Cargo planes are not the only piece of Amazon’s aerial plans for the future. Drones are a big part of the future of Amazon, something Jeff Bezos has been touting for the last seven-plus years. In September of last year, Amazon took a big leap forward in its quest to use the autonomous flying vehicles as part of its home delivery strategy. The Federal Aviation Administration (FAA) designated Amazon Prime Air an “air carrier,” which allowed Amazon to begin its first commercial deliveries in the US under a trial program. There are still a number of regulatory hurdles that Amazon must clear before it begins making home deliveries, but this is clearly a step in the right direction for drone usage. Amazon joined Wing, the Alphabet Inc. subsidiary, and UPS as companies that have gotten FAA approval to operate under the federal regulations governing charter operators and small airlines.
And Amazon clearly sees drones as a big part of its future, based the amount of research and development it is putting into its drone program, especially in Europe. According to a story published last week, Amazon has doubled the number of staff employed by its Cambridge-based Prime Air team, where the company is developing its drone delivery service. This brings the total number of staff to nearly sixty in Cambridge; Amazon also has research tech hubs in London and Edinburgh. Amazon said last summer it was aiming to begin launching the drone service ‘within months’, announcing that the aircraft could travel up to fifteen miles and deliver packages under five pounds to customers in less than thirty minutes.

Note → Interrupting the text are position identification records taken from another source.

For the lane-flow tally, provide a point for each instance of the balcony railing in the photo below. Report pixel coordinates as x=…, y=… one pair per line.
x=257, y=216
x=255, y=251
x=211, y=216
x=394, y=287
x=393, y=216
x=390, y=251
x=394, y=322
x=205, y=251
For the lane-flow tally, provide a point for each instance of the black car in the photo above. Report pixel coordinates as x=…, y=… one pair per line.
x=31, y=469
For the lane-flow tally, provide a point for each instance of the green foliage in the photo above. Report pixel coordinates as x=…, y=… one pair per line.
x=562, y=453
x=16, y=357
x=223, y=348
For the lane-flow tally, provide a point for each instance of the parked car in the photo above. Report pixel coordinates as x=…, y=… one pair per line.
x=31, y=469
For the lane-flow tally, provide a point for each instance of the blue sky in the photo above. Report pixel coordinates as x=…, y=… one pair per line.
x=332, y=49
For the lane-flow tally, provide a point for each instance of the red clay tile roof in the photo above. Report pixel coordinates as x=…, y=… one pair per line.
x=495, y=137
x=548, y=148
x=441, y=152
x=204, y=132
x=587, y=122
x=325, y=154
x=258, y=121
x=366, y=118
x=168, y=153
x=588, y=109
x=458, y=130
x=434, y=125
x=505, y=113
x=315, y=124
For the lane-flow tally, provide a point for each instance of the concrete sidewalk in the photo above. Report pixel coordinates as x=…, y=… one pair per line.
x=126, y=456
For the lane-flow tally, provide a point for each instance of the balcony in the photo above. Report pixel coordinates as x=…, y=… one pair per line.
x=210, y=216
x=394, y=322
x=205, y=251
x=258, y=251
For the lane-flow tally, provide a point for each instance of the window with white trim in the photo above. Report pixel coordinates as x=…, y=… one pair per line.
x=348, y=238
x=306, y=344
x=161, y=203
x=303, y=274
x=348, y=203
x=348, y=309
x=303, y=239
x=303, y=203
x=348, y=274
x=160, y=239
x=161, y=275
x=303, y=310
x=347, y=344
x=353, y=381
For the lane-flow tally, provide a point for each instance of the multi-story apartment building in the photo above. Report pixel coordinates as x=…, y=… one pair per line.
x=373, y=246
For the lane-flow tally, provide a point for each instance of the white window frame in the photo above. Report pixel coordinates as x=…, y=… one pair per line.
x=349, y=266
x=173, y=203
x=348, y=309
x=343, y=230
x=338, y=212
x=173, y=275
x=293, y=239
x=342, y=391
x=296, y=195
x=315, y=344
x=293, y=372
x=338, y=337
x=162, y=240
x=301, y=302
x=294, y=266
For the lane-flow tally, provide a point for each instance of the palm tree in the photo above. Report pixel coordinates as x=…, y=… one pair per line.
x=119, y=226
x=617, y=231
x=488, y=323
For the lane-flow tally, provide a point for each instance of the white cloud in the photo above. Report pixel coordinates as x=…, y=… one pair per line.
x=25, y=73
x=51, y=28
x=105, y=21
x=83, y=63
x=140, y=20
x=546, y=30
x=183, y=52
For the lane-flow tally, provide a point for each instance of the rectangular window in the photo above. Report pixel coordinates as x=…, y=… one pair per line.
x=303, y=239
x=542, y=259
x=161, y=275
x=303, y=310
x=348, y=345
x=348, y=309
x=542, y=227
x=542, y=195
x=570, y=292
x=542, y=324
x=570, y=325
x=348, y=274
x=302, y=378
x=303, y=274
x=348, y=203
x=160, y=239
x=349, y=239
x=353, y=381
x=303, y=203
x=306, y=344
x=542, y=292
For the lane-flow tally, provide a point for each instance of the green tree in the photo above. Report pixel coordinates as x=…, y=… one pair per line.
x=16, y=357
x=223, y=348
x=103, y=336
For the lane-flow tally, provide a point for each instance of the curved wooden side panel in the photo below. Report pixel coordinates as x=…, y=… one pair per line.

The Amazon supply chain continues to be one of, if not the most, innovative in the world. The company is investing in its trucking capabilities to reduce its reliance on other carriers. Amazon is also continuing to expand its warehouse technology and capabilities to make picking, packing, and shipping orders more efficient. And it is heavily investing in taking to the skies, with an emphasis on cargo planes and drones. It will be interesting to see where the Amazon supply chain goes from here.